This opinion will be unpublished and
may not be cited except as provided by
Minn. Stat. § 480A.08, subd. 3 (2004).
STATE OF MINNESOTA
IN COURT OF APPEALS
State of Minnesota,
Anthony Wayne Carman,
Filed November 21, 2006
Olmsted County District Court
File No. K8-01-3989
Mike Hatch, Attorney General, 1800 Bremer Tower, 445 Minnesota Street, St. Paul, Minnesota 55101-2134; and
Raymond F. Schmitz, Olmsted County Attorney, David F. McLeod, Assistant County Attorney, 151 Fourth Street Southeast, Rochester, Minnesota 55904 (for respondent)
John M. Stuart, State Public Defender, Philip Marron, Assistant Public Defender, Suite 425, 2221 University Avenue Southeast, Minneapolis, Minnesota 55414 (for appellant)
Considered and decided by Wright, Presiding Judge; Halbrooks, Judge; and Hudson, Judge.
U N P U B L I S H E D O P I N I O N
Appellant Anthony Carman challenges the district court’s order revoking his probation.

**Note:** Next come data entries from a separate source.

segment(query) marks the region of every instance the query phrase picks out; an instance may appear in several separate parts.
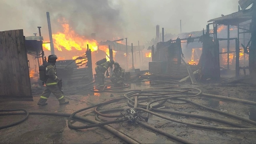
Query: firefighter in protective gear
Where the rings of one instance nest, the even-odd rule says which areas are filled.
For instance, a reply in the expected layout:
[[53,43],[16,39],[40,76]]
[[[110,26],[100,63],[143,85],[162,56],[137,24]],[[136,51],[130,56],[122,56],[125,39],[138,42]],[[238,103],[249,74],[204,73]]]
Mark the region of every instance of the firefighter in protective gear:
[[57,71],[55,63],[58,58],[56,55],[50,55],[48,57],[48,62],[46,64],[45,71],[47,78],[45,81],[46,88],[43,92],[40,99],[37,103],[39,106],[47,105],[46,103],[51,93],[55,96],[59,102],[59,104],[67,104],[69,101],[66,101],[62,95],[62,92],[58,85],[60,79],[56,76]]
[[116,62],[114,64],[115,69],[113,71],[112,77],[110,78],[112,82],[116,85],[119,85],[123,84],[123,78],[124,76],[124,71]]
[[106,71],[108,70],[109,68],[112,67],[112,65],[114,64],[114,63],[115,63],[114,61],[111,60],[106,63],[104,63],[99,65],[97,66],[95,68],[96,75],[99,80],[99,84],[104,84],[105,73]]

Appellant argues that the district court erred by not making the findings required by State v. Austin, 295 N.W.2d 246, 250 (Minn. 1980), and abused its discretion when it found that the need for confinement outweighed the policies favoring probation. In his pro se supplemental brief, appellant urges this court to consider various letters reflecting his correspondence with two treatment programs. He also argues that certain statements in respondent’s brief mischaracterize the facts, in violation of Minn. R. Civ. App. P. 128.02, subds. 1(c), 2. Appellant’s pro se arguments lack merit, but because the district court’s probation-related findings are insufficient to permit meaningful appellate review, we reverse and remand.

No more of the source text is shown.